When I talk about not wanting to send my boys to a single sex school, most parents are surprised that I would care. My reasoning is almost entirely about socialisation – I know enough people who found it very hard to talk normally to members of the opposite sex once they got out of their segregated environment to know how much the experience can (doesn’t always, of course!) damage your social life. My mother is a good example – she’s told me often enough how hard she found it to go from a girls school to doing first year science at university – one of 4 women in classes of 150. That’s obviously extreme, but I imagine she would have found it easier to cope if she’d be learning alongside boys in her highschool also.

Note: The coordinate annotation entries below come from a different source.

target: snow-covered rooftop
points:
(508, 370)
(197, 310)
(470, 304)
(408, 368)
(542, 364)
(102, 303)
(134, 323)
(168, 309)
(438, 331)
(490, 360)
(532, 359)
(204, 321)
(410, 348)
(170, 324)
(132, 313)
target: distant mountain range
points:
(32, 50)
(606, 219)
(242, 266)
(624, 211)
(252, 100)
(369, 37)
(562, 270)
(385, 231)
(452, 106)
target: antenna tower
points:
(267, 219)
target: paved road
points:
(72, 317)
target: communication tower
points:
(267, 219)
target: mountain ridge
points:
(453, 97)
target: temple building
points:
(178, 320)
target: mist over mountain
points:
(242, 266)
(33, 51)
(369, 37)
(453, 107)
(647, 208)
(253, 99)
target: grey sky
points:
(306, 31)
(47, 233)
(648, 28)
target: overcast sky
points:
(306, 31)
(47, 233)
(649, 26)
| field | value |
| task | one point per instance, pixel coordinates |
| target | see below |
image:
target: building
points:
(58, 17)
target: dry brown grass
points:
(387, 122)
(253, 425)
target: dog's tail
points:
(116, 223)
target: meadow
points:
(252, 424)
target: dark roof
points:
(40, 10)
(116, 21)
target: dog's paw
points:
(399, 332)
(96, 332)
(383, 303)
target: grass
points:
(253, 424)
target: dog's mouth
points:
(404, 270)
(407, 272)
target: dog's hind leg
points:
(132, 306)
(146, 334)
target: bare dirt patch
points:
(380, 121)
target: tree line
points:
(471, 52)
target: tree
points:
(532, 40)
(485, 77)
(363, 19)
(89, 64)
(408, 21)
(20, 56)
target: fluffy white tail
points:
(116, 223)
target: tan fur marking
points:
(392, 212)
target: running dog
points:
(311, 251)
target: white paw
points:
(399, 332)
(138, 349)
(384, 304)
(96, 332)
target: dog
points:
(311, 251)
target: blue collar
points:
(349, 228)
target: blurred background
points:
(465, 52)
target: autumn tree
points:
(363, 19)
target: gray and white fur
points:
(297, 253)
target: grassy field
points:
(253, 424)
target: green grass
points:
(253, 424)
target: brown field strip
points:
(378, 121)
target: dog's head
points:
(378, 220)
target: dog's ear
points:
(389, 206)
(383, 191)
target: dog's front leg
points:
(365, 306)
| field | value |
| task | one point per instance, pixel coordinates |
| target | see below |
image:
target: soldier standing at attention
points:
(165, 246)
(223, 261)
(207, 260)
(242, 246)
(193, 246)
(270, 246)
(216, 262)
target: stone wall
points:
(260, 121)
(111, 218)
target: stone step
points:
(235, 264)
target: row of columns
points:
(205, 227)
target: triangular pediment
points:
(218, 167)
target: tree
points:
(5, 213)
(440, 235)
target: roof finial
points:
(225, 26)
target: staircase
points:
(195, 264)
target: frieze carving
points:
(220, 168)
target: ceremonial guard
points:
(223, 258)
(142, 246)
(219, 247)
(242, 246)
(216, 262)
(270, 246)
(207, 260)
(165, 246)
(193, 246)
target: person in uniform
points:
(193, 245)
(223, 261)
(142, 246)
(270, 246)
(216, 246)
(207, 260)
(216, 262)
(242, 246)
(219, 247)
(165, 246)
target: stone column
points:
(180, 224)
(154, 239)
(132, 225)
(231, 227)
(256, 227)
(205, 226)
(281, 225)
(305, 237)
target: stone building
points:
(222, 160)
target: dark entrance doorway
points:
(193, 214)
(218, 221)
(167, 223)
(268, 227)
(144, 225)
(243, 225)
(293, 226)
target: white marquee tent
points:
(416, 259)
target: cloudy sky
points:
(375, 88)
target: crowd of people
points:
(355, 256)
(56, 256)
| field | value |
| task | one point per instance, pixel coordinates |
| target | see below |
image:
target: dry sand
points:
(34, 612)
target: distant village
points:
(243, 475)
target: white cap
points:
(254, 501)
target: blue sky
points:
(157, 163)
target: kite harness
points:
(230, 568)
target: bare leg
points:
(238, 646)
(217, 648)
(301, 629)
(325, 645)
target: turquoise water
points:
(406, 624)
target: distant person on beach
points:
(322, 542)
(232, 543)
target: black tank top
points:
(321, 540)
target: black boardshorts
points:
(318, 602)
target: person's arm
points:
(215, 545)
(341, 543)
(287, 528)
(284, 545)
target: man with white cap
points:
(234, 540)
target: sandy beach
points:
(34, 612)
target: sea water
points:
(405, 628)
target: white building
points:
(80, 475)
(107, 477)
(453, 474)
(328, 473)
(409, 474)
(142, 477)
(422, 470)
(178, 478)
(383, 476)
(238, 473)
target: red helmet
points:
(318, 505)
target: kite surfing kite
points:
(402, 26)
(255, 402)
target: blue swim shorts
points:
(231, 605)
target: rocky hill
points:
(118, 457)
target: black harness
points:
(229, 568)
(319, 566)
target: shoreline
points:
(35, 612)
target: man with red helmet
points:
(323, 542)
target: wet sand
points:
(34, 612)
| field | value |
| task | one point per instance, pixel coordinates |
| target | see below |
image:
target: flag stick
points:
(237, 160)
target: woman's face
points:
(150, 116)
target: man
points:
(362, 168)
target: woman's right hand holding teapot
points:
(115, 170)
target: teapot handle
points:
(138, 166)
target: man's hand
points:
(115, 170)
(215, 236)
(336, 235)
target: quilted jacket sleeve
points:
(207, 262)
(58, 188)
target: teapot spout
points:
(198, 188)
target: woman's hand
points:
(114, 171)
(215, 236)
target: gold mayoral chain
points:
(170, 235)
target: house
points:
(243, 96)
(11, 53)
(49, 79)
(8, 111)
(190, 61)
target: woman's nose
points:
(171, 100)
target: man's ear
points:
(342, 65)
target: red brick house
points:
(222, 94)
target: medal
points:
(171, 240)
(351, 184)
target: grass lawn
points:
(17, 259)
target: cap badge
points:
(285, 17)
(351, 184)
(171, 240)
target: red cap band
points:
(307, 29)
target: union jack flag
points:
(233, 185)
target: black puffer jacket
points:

Most of the reading I’ve done on the topic (a while ago) suggested that girls should go to single sex schools, so they didn’t get oppressed by boys who would stifle their willingness to speak up and learn in a classroom, and boys should go to co-ed schools so that the girls would calm them down and create a better learning environment. Hard to know where to find those girls willing to sacrifice themselves for the boys, though.
But a recent article in New York Magazine suggested that I’m way behind the times. These days, there is a whole industry in explaining just how differently boys and girls learn, and how important it is to provide a learning environment that caters separately to boys and girls. Many of the most exclusive Sydney private schools have bought into this – here’s one example.
But the New York Magazine article points out, gently but firmly, how methods based on averages fail to take account of the enormous distribution in attributes of both sexes. Even if boys, on average, hear slightly worse than girls (a hypothesis based on one very small study) – the range of hearing levels in boys and girls suggests that if you take an individual boy and girl, you chances are pretty close to even that the boy will have better hearing than the girl. Similarly for a whole set of learning attributes – boys are popularly supposed to learn better using visual spatial clues – but many girls will also.
So an educational philosophy that is based on separating out children using gender as a guide to learning styles is likely to misclassify many of them.
But the most interesting aspect of the New Yorker article, for me, is that the differences in results, if they even exist, are very small for middle to upper class children like mine. If single sex schools or classes make a difference, they generally only make a difference for children who are struggling. (which makes me sceptical about the effect – most children who are struggling will do better if teachers and a school care enough to try radical options, mostly because the teachers and the school are engaged, not so much because of the radical options). And in most contexts (at least in Australia) those struggling children are least likely to have any radical options available to them – their local state school will be it.